## Local memory

## Learning Objectives * Learn about tiling using local memory * Learn about how to synchronize work-groups

#### Cost of accessing global memory

* As we covered earlier global memory is very expensive to access. * Even with coalesced global memory access if you are accessing the same elements multiple times that can be expensive. * Instead you want to cache those values in a lower latency memory.

#### Why are image convolutions good on a GPU?

![SYCL](../common-revealjs/images/cost_of_global_memory_access.png "SYCL")

* Looking at the image convolution example. * For each output pixel we are reading up to NxM pixels from the input image, where N and M are the dimensions of the filter. * This means each input pixel is being read up to NxM times: * 3x3 filter: up to 9 ops. * 5x5 filter: up to 25 ops. * 7x7 filter: up to 49 ops. * If each of these operations is a separate load from global memory this becomes very expensive.

#### Using local memory

![SYCL](../common-revealjs/images/local_memory.png "SYCL")
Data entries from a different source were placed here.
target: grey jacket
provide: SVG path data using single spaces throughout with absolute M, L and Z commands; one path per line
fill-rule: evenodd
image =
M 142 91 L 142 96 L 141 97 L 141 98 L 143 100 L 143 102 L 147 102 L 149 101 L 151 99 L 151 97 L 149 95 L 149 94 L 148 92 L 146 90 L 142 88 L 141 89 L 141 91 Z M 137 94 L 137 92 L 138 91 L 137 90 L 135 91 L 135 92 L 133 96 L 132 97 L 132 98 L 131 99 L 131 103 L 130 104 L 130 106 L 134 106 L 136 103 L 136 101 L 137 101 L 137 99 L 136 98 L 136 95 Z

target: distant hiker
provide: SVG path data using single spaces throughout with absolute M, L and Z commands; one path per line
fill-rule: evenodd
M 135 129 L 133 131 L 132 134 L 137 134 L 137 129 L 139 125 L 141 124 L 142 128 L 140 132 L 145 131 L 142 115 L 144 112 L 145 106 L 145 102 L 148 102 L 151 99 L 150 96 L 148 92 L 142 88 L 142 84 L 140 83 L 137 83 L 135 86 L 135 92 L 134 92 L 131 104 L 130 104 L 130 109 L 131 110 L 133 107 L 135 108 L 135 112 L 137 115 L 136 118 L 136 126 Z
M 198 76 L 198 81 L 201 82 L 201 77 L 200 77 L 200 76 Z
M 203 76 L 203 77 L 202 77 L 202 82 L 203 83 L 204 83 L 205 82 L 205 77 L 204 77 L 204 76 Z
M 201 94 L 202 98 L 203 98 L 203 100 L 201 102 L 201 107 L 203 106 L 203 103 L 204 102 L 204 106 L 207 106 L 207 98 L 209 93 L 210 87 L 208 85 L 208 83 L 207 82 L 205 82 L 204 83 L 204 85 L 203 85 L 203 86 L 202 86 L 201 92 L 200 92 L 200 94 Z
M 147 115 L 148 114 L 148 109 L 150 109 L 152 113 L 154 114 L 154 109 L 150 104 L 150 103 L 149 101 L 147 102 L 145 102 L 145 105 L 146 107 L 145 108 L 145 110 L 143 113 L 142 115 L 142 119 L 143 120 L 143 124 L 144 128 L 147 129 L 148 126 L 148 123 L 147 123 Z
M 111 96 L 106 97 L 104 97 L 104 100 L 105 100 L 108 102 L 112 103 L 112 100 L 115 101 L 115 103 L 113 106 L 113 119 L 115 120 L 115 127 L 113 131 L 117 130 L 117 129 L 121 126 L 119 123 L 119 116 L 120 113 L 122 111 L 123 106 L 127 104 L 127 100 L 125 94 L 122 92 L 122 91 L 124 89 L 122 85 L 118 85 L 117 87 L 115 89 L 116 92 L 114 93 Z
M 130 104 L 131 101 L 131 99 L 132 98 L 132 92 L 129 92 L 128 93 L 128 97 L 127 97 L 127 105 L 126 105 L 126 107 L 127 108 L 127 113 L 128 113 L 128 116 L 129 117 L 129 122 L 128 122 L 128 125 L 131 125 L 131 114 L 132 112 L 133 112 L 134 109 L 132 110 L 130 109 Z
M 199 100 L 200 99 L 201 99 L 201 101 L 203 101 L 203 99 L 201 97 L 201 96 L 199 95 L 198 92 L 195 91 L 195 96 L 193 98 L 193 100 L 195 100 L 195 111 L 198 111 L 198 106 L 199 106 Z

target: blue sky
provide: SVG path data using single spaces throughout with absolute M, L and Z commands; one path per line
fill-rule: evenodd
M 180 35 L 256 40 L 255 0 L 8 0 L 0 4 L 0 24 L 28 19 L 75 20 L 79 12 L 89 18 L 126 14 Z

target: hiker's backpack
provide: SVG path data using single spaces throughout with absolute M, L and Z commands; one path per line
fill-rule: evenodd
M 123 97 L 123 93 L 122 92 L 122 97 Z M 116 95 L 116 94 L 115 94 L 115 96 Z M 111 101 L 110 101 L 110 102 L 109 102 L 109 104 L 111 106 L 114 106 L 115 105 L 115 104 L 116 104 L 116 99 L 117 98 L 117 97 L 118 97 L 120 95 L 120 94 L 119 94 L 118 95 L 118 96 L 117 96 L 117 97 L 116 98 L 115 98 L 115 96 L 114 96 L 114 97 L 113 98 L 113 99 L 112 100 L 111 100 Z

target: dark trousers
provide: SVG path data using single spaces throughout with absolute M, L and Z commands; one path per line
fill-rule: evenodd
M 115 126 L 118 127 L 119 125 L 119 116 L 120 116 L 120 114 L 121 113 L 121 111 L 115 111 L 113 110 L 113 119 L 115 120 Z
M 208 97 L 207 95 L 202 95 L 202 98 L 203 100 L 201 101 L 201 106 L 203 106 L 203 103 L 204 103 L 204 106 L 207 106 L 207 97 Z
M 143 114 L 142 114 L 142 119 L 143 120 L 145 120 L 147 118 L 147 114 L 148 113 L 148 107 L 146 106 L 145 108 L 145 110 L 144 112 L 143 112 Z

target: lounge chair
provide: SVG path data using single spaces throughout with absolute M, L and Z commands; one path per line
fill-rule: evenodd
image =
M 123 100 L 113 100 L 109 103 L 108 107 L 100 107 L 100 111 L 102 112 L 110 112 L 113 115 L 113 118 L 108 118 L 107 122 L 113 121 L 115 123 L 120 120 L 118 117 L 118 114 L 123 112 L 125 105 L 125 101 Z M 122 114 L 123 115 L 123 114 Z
* The solution is local memory. * Local memory is generally on-chip and doesn't have a cache as it's managed manually so is much lower latency. * Local memory is a smaller dedicated region of memory per work-group. * Local memory can be used to cache, allowing us to read from global memory just once and then read from local memory instead, often referred to as a scratchpad.

#### Tiling

![SYCL](../common-revealjs/images/tiling.png "SYCL")

* The iteration space of the kernel function is mapped across multiple work-groups. * Each work-group has it's own region of local memory. * You want to split the input image data into tiles, one for each work-group.

#### Local accessors

auto scratchpad = sycl::accessor<int, 1, sycl::access::target::local>(sycl::range{workGroupSize}, cgh);

* Local memory is allocated via an `accessor` with the `access::target::local` access target. * Unlike regular `accessor`s they are not created with a `buffer`, they allocate memory per work-group for the duration of the kernel function. * The `range` provided is the number of elements of the specified type to allocate per work-group.

#### Synchronization

* Local memory can be used to share partial results between work-items. * When doing so it's important to synchronize between writes and read to memory to ensure all work-items have reached the same point in the program.

#### Synchronization

![SYCL](../common-revealjs/images/barrier_1.png "SYCL")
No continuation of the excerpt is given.